By the time Lee arrived in our intensive care unit, his breathing was a buzzing, reedy stridor. You could hear it three beds away. The scientific literature is unequivocal about this situation: it is deadly dangerous. Just laying him down could cause the tumor to cut off the remainder of his airway. Giving him sedatives or anesthesia could do the same. Surgery to remove the tumor is impossible. Chemotherapy, however, is known to shrink some of these tumors over the course of a few days. The question was how to buy the child time to find out. It wasn't clear he'd last the night.

We had two nurses, an anesthesiologist, a pediatric surgery junior fellow, and three residents at the bedside, myself included; the senior pediatric surgeon was on his cell phone, driving in from home; an oncologist was on page. One nurse propped Lee up on pillows to make sure he was as upright as he could be. The other put an oxygen mask on his face and hooked up monitors tracking his vital signs. The boy's eyes were wide and worried, and his breathing was about twice too fast. His family was still far away, having to travel by ground. But he remained sweetly brave, as children do more often than you'd expect.

My first instinct was that the anesthesiologist should put a stiff breathing tube into the boy's airway to fix it open before the tumor closed in. But the anesthesiologist thought this was nuts. She'd have to put the tube in without good sedation, with the kid sitting up, no less. And the tumor extended far along the airway. She wasn't convinced she could reach a tube past it easily enough.

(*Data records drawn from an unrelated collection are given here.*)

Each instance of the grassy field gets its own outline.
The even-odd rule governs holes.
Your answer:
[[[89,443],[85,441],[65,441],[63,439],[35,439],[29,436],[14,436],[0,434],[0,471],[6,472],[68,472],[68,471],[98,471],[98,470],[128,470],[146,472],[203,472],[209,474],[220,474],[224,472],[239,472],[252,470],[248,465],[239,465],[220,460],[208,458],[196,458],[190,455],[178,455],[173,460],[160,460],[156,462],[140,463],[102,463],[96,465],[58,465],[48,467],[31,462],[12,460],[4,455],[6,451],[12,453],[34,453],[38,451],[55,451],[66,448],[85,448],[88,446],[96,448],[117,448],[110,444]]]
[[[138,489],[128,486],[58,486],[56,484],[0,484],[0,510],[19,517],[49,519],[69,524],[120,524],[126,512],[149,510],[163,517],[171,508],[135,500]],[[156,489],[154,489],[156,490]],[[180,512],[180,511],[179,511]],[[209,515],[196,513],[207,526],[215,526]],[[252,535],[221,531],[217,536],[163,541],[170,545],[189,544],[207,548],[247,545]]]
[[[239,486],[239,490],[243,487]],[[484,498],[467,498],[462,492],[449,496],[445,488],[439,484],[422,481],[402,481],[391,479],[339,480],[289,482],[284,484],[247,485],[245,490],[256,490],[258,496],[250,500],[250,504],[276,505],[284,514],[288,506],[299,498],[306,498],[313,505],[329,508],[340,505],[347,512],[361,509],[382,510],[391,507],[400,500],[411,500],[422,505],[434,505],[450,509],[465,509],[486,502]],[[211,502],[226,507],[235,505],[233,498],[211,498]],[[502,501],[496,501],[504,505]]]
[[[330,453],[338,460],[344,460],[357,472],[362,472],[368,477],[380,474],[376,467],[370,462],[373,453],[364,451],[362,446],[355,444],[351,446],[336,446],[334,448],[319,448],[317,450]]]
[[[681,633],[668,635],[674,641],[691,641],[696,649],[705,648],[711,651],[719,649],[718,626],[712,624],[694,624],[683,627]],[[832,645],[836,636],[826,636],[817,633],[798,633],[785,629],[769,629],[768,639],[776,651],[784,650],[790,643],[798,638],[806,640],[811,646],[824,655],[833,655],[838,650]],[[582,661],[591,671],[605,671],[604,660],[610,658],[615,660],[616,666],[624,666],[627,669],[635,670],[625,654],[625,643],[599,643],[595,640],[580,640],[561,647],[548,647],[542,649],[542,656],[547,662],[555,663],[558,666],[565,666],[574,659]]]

The surgical fellow proposed another idea: if we put a catheter into the boy's right chest and drained off the fluid filling it, the tumor would tilt away from the left lung. On the phone, however, the senior surgeon was concerned that this could worsen matters. Once you have unsettled a boulder, can you honestly say which way it will roll? No one was thinking of any better options, however. So ultimately he said to go ahead.

I explained to Lee what we were going to do as simply as I could. I doubt he understood. That may have been just as well. After we'd gathered all the supplies we needed, two of us held Lee tight, and another injected a local anesthetic between his ribs, then made a slit with a knife and pushed a foot-and-a-half-long rubber catheter in. Bloody fluid poured out of the tube by the quart, and for a moment I was afraid we'd done something terrible. But as it turned out, we'd done more good than we could have hoped for. The tumor shifted rightward and somehow the airways to both lungs opened up. Instantly, Lee's breathing became easier and quiet. After watching him a few minutes, so did ours.

Not until later did I wonder about our choice. It was little more than a guess about what to do -- a stab in the dark, almost literally. We had no backup plan should disaster have occurred. And when I looked up reports of similar cases at the library afterward, I learned that other options did in fact exist. The safest thing, apparently, would have been to put him on a heart-lung bypass pump like the kind used during cardiac surgery, or at least to have one on standby. Talking with the others about it, though, I found that no one regretted a thing. Lee survived. That was what mattered. And his chemotherapy was now under way. Testing of the fluid showed the tumor to be a lymphoma. The oncologist told me that this gave Lee a better than 70 percent chance of total cure.

These are the moments in which medicine actually happens. And it is in these moments that this book takes place -- the moments in which we can see and begin to think about the workings of things as they are. We look for medicine to be an orderly field of knowledge and procedure. But it is not. It is an imperfect science, an enterprise of constantly changing knowledge, uncertain information, fallible individuals, and at the same time lives on the line. There is science in what we do, yes, but also habit, intuition, and sometimes plain old guessing. The gap between what we know and what we aim for persists. And this gap complicates everything we do.